Chang说,除了学习幻觉和不准确之外,学生还应该学习人工智能如何使我们社会中已经存在的偏见永久化,例如歧视来自代表性不足群体的人。这些问题因人工智能的黑箱性质而加剧-通常,即使是构建这些工具的工程师也不知道人工智能是如何做出决策的。

Beyond AI literacy, Lee says that proactive, clear guidelines for AI use will be key. At some universities, academics are carving out these boundaries themselves, with some banning the use of AI tools for certain classes and others asking students to engage with AI for assignments. Scientific journals are also implementing guidelines for AI use when writing papers and peer reviews that range from outright bans to emphasizing transparent use.
除了人工智能知识,Lee说,积极主动、明确的人工智能使用指南将是关键。在一些大学,学者们正在自己划定这些界限,一些大学禁止在某些课程中使用人工智能工具,另一些大学则要求学生在作业中使用人工智能。科学期刊在撰写论文和同行评审时也在实施人工智能使用指南,从完全禁止到强调透明使用。

Lee says that instructors should clearly communicate to students when AI can and cannot be used for assignments and, importantly, signal the reasons behind those decisions. “We also need students to uphold honesty and disclosure — for some assignments, I am completely fine with students using AI support, but I expect them to disclose it and be clear how it was used.”
Lee说,教师应该清楚地与学生沟通,何时可以和不可以将人工智能用于作业,重要的是,要说明这些决定背后的原因。“我们还需要学生坚持诚实和披露-对于某些作业,我完全同意学生使用人工智能支持,但我希望他们披露它并清楚它是如何使用的。

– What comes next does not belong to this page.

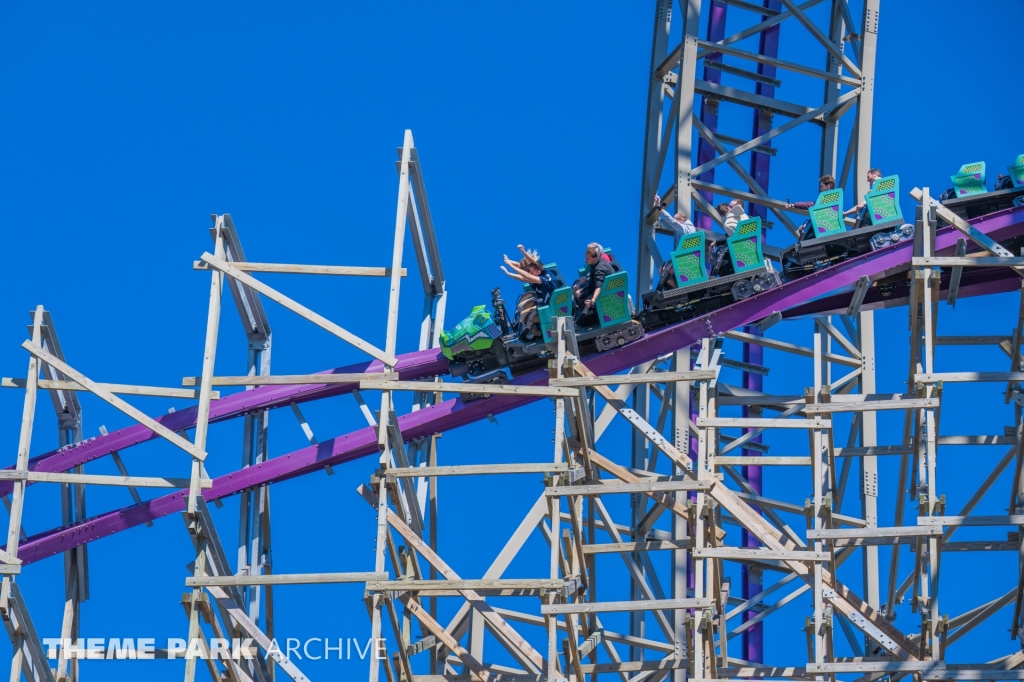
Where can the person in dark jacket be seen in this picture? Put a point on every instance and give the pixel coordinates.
(826, 182)
(589, 288)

For instance, Lee says he’s OK with students using AI in courses such as digital fabrication — AI-generated images are used for laser-cutting assignments — or in learning-theory courses that explore AI’s risks and benefits.
例如,李说,他可以接受学生在数字制造等课程中使用人工智能-人工智能生成的图像用于激光切割作业-或者在探索人工智能风险和好处的学习理论课程中使用人工智能。

For now, the application of AI in education is a constantly moving target, and the best practices for its use will be as varied and nuanced as the subjects it is applied to. The inclusion of student voices will be crucial to help those in higher education work out where those boundaries should be and to ensure the equitable and beneficial use of AI tools. After all, they aren’t going away.
就目前而言,人工智能在教育中的应用是一个不断变化的目标,其使用的最佳实践将与其应用的主题一样多样化和细致入微。纳入学生的声音将是至关重要的,以帮助那些在高等教育中工作的人确定这些界限应该在哪里,并确保公平和有益地使用人工智能工具。毕竟,它们不会消失。

“It is impossible to completely ban the use of AIs in the academic environment,” Paris says. “Rather than prohibiting them, it is more important to rethink courses around AIs.”
“在学术环境中完全禁止使用人工智能是不可能的,”巴黎说。“与其禁止它们,更重要的是重新思考围绕人工智能的课程。”